La famille d'Ingrid Betancourt critique Chirac et Uribe

Yolanda Pulecio, la mère de l’otage Ingrid Betancourt, a rencontré des étudiants à Bogotá.
Photo: Agence Reuters Yolanda Pulecio, la mère de l’otage Ingrid Betancourt, a rencontré des étudiants à Bogotá.

Paris — La famille et les comités de soutien d'Ingrid Betancourt ont multiplié les initiatives en France pour marquer hier le 5e anniversaire de l'enlèvement de l'otage franco-colombienne alors que, face aux critiques, Paris assurait faire son possible pour parvenir à une libération.

Au cours d'une conférence de presse à Paris, les deux enfants et l'ex-mari d'Ingrid Betancourt ont dénoncé l'inaction du gouvernement français et l'attitude du président Alvaro Uribe face à la guérilla des Forces armées révolutionnaires de Colombie (FARC).

«Au bout de cinq ans, on se rend compte qu'on a ressenti en France une grande compassion mais qu'il n'y a pas eu de volonté politique», a déploré Mélanie Delloye, la fille de l'otage âgée de 21 ans.

Avec son frère Lorenzo, elle a vivement dénoncé la volonté du président colombien de recourir à la force, «alors qu'il sait pertinemment qu'une opération militaire ne peut finir que dans un bain de sang», et reproché au gouvernement français de se laisser «marcher sur les pieds» par M. Uribe.

«Pourquoi, sachant que le Congrès américain est devenu démocrate, est-ce que le gouvernement français ne s'est pas dirigé vers les États-Unis, sachant qu'il y a [en Colombie] trois otages qui sont Américains?», a demandé Lorenzo, 18 ans.
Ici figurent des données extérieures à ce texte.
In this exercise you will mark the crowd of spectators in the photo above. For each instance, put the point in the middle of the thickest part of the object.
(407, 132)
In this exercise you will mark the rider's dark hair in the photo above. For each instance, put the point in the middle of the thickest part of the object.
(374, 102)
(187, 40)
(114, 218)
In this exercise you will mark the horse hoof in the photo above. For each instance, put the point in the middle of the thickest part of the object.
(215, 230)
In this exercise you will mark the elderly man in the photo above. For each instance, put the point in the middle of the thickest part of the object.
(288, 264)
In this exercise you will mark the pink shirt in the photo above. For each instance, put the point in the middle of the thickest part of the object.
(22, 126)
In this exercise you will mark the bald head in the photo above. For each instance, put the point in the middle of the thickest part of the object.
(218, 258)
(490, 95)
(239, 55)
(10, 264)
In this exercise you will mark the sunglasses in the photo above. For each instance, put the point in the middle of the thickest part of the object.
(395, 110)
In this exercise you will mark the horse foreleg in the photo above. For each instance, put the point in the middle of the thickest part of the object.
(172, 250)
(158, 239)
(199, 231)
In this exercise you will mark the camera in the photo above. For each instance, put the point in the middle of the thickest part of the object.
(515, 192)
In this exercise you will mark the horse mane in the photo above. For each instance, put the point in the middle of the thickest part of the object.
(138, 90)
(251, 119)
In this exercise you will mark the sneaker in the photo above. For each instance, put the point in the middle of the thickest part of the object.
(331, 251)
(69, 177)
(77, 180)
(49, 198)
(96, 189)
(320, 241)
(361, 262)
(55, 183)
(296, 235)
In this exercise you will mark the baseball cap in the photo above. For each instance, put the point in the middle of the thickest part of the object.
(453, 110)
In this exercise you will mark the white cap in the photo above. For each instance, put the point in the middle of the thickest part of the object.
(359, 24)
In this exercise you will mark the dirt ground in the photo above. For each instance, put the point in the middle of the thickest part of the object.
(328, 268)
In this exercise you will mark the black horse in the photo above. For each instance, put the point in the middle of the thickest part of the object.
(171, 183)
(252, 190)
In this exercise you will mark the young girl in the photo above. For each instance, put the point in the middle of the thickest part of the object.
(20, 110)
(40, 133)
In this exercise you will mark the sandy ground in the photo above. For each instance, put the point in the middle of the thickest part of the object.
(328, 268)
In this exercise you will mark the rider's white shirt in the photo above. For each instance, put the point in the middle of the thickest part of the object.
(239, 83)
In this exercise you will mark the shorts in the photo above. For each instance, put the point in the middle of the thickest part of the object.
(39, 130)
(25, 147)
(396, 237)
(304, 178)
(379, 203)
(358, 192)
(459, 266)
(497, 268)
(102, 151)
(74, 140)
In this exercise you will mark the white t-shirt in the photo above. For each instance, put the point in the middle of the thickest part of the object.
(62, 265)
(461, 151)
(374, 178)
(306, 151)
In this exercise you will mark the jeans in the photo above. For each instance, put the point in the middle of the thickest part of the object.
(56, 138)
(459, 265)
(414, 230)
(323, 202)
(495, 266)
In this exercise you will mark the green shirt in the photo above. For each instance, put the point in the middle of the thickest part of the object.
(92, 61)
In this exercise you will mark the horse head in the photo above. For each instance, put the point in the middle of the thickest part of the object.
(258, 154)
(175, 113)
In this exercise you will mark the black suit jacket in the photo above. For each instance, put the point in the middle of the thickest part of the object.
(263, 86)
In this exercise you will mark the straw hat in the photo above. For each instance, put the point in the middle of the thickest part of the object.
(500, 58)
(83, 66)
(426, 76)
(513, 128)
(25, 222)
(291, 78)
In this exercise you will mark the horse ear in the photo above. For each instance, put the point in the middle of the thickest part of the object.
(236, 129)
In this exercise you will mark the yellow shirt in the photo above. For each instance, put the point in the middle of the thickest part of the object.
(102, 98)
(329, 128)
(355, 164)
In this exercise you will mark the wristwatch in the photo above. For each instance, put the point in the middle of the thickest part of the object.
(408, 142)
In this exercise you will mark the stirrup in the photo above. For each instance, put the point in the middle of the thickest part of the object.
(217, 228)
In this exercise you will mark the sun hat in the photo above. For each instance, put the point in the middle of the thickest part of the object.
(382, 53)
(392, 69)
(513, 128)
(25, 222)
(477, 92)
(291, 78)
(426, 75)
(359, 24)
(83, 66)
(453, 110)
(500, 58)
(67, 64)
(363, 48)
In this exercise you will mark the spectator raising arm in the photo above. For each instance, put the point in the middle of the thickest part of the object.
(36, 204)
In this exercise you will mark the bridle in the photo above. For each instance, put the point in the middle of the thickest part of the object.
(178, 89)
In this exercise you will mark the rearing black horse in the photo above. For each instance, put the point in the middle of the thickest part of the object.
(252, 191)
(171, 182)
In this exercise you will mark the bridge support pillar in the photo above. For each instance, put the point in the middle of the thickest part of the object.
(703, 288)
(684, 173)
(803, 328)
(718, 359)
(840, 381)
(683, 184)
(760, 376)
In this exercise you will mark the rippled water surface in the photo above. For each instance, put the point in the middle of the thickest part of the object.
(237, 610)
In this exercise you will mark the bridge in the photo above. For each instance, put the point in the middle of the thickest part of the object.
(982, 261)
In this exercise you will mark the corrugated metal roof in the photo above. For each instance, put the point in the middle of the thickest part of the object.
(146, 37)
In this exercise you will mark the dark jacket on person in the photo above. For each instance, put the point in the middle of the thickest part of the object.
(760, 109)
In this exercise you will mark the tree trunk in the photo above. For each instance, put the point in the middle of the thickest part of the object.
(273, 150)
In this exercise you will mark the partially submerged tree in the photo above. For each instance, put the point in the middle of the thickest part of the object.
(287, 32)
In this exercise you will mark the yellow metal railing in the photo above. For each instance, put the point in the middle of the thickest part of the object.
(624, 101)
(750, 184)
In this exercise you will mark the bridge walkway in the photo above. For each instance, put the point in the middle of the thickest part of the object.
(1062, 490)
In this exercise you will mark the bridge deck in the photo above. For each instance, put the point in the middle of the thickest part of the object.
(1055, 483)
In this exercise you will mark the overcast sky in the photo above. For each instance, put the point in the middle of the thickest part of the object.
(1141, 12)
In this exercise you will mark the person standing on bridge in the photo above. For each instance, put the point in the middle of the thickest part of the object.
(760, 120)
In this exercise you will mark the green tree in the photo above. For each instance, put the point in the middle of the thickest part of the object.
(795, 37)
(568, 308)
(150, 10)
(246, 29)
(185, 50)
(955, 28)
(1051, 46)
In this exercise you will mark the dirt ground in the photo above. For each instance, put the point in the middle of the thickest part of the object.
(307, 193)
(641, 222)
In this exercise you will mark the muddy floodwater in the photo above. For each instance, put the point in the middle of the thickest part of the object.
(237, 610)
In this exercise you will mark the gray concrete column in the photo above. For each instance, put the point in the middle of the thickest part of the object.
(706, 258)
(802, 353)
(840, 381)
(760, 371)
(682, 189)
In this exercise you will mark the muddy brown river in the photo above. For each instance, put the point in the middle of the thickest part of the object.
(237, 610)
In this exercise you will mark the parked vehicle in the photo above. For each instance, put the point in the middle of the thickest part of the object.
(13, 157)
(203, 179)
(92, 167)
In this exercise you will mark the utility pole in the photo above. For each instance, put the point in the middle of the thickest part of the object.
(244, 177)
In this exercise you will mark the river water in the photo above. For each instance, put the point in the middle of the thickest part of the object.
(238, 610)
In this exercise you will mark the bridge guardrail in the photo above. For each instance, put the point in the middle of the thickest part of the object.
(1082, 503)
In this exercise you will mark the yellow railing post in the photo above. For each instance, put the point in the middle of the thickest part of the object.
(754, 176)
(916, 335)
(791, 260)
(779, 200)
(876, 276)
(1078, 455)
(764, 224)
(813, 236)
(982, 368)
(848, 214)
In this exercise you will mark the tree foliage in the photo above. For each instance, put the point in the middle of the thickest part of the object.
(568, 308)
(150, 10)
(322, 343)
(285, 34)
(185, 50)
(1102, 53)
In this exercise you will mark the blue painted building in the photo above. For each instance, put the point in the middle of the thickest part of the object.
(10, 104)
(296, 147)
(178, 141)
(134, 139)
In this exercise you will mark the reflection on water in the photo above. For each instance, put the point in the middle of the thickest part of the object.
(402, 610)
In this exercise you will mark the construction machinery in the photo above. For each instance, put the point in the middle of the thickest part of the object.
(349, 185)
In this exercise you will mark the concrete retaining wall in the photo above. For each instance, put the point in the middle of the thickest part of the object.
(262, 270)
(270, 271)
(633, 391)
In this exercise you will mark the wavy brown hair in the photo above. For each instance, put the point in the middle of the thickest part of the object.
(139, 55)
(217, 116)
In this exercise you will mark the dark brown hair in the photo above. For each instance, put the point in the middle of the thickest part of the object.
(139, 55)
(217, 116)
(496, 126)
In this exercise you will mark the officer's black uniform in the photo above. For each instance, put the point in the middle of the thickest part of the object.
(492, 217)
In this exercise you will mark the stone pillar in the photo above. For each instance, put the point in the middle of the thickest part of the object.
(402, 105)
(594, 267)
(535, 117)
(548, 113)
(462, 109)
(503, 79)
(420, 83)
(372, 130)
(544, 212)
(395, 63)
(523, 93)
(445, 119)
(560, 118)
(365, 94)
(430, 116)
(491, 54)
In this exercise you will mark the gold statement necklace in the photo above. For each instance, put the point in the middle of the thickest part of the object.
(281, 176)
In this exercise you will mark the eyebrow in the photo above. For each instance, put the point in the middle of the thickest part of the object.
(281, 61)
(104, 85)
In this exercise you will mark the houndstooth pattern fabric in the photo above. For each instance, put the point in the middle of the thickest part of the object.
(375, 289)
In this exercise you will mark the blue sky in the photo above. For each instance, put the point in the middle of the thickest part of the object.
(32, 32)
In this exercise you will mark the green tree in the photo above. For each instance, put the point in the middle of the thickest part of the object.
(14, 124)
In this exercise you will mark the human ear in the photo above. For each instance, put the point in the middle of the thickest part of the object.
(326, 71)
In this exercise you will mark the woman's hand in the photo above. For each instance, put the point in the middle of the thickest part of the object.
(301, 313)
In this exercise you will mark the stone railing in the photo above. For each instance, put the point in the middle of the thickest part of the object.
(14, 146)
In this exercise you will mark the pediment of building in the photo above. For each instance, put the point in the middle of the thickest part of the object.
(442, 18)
«Nous avons un dialogue régulier avec les Américains sur ce sujet», s'est défendu un porte-parole du ministère français des Affaires étrangères, Denis Simonneau. Il a ajouté que les moyens dont disposait Paris pour tenter de localiser les otages en Colombie avaient déjà été mis en oeuvre.

Les FARC, qui comptent 17 000 hommes, détiennent quelque 3000 otages, dont 57 «politiques». En échange de la libération de ces derniers, la guérilla demande que le gouvernement relâche environ 400 de ses hommes.

L'ex-mari d'Ingrid Betancourt, Fabrice Delloye, a qualifié Alvaro Uribe de «férocement dangereux». «Le président Uribe a l'habitude de raconter tout et son contraire», a-t-il dit. S'en prenant aussi aux Forces armées révolutionnaires de Colombie, il a ajouté: «Nous sommes entre deux monstruosités.»

Mélanie Delloye a renouvelé son appel aux candidats à l'élection présidentielle française d'avril-mai: «Vous aurez demain le destin de tous les Français entre vos mains. Vous devrez n'en oublier aucun.»

La famille a notamment reçu le soutien des deux favoris, Ségolène Royal à gauche et Nicolas Sarkozy à droite.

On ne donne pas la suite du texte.